There's no one more supportive of the transition away from coal than me. However, I do believe we may have to maintain some reserve capacity in coal-fired plants until we're certain that gas supplies can be sustainable without again becoming primarily reliant on foreign sources (from oil and LNG - liquefied natural gas). Just look at Europe's fears of Russia having control over their primary gas supplies!

The US at this time does not have the political will to fully support build-out of massive solar, wind and geothermal sources, and nuclear fusion seems a long way off. Instead, we've become enchanted with natural gas, which will someday run into limits of (economical) supply, and which does pollute the air - although at a much smaller extent than coal. Just like with oil, we don't want to suck the earth dry of fossil-based energy products. We're always going to need some amounts of petrochemicals for things other than energy.

The other area America must intently focus on is energy efficiency. We're the largest per-capita energy consumer on the planet - somewhat spoiled if you will. Cutting back on power usage, modifying our homes for better efficiency, driving less, consuming less plastics, etc., requires daily dedication from the general public, along with strong regulations where necessary.

The current administration in Washington is walking us in reverse for accomplishing these goals, and cares less about the public's health or long-term interests.

Our media goes for sensationalism and entertainment value...

...with accuracy, healthy editing and pertinence be damned. We now live in a world obsessed with the next big "feel good" thing on a 4" phone screen. I worry about the effect it's having on our collective conscience and especially on our children's development.

Electronic media is now our primary means of acquiring accurate, unbiased news - but finding it now takes some digging. Pertinent, accurate news is often boring and our brains unfortunately have been reconditioned to reject anything boring.

Newspapers and magazines are dying - both of which gave our minds plenty of time to digest content. In this age of demands for 100% physical and mental efficiency, there's no time allowed to think with any detail!

Our media outlets no longer seem to have a moral anchor to healthy values, just as our large corporations have lost their anchor to our communities. It's a new world and progressives must adapt.

The report the Harvard/MIT article referenced is 142 pages long and I'm hoping to read as much as I can stand without loosing it.

What you've said is a good reminder...

for us all to watch our complacency. I see there's still around a dozen active Superfund sites in KY. I hope the folks in Paducah are keeping an eye on the diffusion plant.

Since this thread is about health care, it may be that America's complacency or "extreme willful ignorance" about the cost of care has resulted in the most expensive long-term scam on any human population, ever! I think many people know but feel completely powerless.

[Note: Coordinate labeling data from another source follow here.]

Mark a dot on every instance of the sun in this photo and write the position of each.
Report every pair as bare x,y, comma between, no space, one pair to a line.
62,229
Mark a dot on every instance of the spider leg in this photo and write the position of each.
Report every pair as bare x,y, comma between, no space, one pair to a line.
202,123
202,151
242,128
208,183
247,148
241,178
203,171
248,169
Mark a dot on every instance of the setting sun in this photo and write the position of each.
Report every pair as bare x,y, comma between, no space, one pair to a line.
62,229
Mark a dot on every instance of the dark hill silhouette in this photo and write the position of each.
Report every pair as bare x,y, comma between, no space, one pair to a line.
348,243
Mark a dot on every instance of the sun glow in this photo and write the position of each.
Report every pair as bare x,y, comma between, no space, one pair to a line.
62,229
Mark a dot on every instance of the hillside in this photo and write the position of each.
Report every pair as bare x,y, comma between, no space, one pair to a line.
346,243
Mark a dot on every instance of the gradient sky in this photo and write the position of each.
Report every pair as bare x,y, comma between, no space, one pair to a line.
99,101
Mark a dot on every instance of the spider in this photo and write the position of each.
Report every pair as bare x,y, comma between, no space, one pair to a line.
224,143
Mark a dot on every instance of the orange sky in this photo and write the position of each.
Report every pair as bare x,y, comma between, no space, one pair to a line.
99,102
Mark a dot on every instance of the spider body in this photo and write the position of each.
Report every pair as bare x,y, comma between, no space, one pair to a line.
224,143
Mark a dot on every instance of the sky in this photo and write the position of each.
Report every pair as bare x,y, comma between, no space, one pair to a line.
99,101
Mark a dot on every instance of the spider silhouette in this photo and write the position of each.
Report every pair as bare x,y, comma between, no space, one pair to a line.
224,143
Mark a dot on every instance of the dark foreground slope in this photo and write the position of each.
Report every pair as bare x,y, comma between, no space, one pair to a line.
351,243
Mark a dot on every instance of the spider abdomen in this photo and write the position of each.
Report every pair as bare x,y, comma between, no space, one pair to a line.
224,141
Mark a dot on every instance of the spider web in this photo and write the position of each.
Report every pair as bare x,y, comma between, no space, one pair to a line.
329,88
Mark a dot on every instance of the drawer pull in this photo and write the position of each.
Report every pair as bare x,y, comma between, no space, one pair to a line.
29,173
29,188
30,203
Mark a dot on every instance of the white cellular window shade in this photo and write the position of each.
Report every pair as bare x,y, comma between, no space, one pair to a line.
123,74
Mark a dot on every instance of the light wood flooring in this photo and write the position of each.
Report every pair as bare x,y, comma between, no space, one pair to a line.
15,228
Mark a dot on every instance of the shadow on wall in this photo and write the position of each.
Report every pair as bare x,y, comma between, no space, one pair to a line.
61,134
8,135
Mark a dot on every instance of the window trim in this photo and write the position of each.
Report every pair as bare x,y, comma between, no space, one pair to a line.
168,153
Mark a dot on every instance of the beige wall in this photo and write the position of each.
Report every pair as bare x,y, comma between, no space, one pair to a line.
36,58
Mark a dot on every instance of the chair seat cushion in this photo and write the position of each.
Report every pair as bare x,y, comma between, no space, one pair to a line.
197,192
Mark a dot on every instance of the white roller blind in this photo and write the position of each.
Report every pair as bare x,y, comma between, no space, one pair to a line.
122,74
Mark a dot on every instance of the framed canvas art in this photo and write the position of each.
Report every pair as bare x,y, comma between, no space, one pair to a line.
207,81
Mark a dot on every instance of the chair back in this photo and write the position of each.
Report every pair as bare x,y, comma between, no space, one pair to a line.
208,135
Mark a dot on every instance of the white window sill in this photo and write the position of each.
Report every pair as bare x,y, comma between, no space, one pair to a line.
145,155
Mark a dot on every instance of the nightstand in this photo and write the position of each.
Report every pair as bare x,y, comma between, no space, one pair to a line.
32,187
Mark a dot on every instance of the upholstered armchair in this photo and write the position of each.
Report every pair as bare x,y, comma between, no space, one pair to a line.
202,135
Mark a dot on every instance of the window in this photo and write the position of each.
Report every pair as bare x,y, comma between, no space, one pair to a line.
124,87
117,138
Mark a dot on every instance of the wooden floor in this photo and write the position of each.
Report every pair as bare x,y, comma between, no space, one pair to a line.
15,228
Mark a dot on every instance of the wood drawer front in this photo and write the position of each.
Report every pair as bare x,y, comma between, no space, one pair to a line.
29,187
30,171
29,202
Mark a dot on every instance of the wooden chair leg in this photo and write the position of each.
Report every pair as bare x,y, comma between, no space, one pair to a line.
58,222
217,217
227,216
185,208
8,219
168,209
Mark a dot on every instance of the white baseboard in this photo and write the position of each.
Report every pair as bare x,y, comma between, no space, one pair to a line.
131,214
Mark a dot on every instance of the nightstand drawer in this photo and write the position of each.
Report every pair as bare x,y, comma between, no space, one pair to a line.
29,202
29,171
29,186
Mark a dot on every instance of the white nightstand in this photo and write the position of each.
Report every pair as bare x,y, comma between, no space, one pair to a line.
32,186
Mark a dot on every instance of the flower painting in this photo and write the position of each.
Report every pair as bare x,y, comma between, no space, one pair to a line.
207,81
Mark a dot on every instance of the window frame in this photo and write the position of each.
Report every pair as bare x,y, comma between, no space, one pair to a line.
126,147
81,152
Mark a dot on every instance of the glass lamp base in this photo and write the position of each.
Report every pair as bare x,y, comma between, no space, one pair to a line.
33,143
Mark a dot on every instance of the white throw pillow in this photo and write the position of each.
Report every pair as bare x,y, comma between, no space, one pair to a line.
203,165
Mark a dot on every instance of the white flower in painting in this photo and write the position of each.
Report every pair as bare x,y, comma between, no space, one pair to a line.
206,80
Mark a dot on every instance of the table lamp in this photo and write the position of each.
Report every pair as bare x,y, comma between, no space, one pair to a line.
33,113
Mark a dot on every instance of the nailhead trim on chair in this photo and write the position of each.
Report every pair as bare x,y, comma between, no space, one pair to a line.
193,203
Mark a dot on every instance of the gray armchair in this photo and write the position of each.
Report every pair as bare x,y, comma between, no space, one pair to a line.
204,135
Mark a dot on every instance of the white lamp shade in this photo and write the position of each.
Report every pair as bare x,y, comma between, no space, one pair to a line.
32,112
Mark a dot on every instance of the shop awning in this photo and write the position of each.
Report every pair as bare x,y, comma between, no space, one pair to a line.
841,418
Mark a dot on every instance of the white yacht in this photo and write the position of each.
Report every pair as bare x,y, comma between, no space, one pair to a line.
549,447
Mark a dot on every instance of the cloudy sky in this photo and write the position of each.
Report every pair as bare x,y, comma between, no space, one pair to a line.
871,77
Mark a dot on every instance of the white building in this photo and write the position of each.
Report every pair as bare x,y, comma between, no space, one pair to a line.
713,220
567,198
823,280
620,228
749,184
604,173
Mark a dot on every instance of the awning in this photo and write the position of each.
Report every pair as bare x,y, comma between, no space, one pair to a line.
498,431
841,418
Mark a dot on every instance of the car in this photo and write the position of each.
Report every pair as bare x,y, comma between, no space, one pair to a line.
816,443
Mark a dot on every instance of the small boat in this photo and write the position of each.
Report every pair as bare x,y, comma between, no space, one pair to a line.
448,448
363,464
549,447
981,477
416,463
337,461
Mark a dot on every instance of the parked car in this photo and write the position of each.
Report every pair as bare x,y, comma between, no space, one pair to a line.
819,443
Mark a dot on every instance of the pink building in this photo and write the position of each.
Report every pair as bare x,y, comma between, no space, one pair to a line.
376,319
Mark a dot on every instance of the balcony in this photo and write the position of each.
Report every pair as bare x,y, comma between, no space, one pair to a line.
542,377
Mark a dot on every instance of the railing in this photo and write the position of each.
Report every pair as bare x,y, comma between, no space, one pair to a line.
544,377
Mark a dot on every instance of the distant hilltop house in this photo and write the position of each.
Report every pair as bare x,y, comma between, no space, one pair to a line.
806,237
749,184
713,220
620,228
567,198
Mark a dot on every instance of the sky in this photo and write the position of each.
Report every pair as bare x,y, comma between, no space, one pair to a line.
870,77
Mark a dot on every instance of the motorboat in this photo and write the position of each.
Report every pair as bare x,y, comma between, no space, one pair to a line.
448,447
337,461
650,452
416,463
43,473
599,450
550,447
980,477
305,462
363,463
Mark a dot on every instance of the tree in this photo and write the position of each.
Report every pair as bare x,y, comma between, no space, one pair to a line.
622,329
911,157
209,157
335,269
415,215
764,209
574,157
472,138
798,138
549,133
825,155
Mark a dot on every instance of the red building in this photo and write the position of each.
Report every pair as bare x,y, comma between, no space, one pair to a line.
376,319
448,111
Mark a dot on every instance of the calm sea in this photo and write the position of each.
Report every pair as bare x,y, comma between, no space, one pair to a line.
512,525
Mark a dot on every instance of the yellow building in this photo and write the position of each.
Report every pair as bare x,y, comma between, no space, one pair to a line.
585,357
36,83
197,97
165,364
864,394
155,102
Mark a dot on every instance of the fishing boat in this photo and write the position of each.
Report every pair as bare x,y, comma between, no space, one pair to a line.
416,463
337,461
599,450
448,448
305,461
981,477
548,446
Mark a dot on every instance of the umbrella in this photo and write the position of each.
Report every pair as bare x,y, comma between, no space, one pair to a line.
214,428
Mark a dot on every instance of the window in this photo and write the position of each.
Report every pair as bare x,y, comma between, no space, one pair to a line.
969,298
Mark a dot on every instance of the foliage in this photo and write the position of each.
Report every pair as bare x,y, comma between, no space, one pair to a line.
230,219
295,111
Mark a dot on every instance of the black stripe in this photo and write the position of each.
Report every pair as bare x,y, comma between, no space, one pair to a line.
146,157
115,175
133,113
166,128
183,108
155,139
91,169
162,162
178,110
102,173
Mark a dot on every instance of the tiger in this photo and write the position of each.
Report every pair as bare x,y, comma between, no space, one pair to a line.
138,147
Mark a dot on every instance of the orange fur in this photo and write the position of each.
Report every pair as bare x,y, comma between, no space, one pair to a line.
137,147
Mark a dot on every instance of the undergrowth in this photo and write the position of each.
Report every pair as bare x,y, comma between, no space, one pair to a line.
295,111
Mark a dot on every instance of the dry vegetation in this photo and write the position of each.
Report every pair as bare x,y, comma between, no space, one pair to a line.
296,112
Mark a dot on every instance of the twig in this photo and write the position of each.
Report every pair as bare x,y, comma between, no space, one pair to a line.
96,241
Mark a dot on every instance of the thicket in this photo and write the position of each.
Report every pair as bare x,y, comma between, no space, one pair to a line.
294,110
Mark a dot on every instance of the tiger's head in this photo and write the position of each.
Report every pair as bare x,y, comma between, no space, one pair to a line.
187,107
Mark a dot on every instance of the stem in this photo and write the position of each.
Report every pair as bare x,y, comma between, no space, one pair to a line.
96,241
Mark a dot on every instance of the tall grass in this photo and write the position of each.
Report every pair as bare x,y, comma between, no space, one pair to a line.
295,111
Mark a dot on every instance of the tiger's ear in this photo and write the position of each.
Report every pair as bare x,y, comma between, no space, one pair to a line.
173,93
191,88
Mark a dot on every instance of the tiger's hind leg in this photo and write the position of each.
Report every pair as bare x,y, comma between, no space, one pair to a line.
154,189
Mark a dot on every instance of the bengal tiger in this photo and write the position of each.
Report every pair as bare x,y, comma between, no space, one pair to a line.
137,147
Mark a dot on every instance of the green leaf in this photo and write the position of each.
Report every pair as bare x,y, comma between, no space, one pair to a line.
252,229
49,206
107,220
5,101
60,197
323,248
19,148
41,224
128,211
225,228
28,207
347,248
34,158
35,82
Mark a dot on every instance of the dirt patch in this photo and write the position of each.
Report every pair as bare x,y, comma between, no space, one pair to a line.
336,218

Congrats on planting that seed at Maxey!

No, but I am now, LOL. Thanks!

The "enviro" in my moniker relates primarily to industrial air pollution control.

That's a very interesting story (I just read the Wiki on it) and just like many other sites in KY (coal mines, Ft. Knox, power plants, etc.), we'll be paying for them for centuries! I don't trust KY or the EPA (now!) to properly monitor and/or remediate that site.

Many extremely nasty and dangerous hazardous sites in the US are kept carefully hidden and behind secure fences. Unfortunately, fences do not stop the flow of water run-off, leaching into water tables, and wind-blown hazardous particulates.

Awareness and education is key right now.

Although it has little or no chance now, we all need to keep this issue in the spotlight as much as possible. At this time, I believe a very small percentage of the public understand single payer.

If the general public becomes well informed on the advantages of single payer and on why it's opposed by the insurance industry, it should eventually win.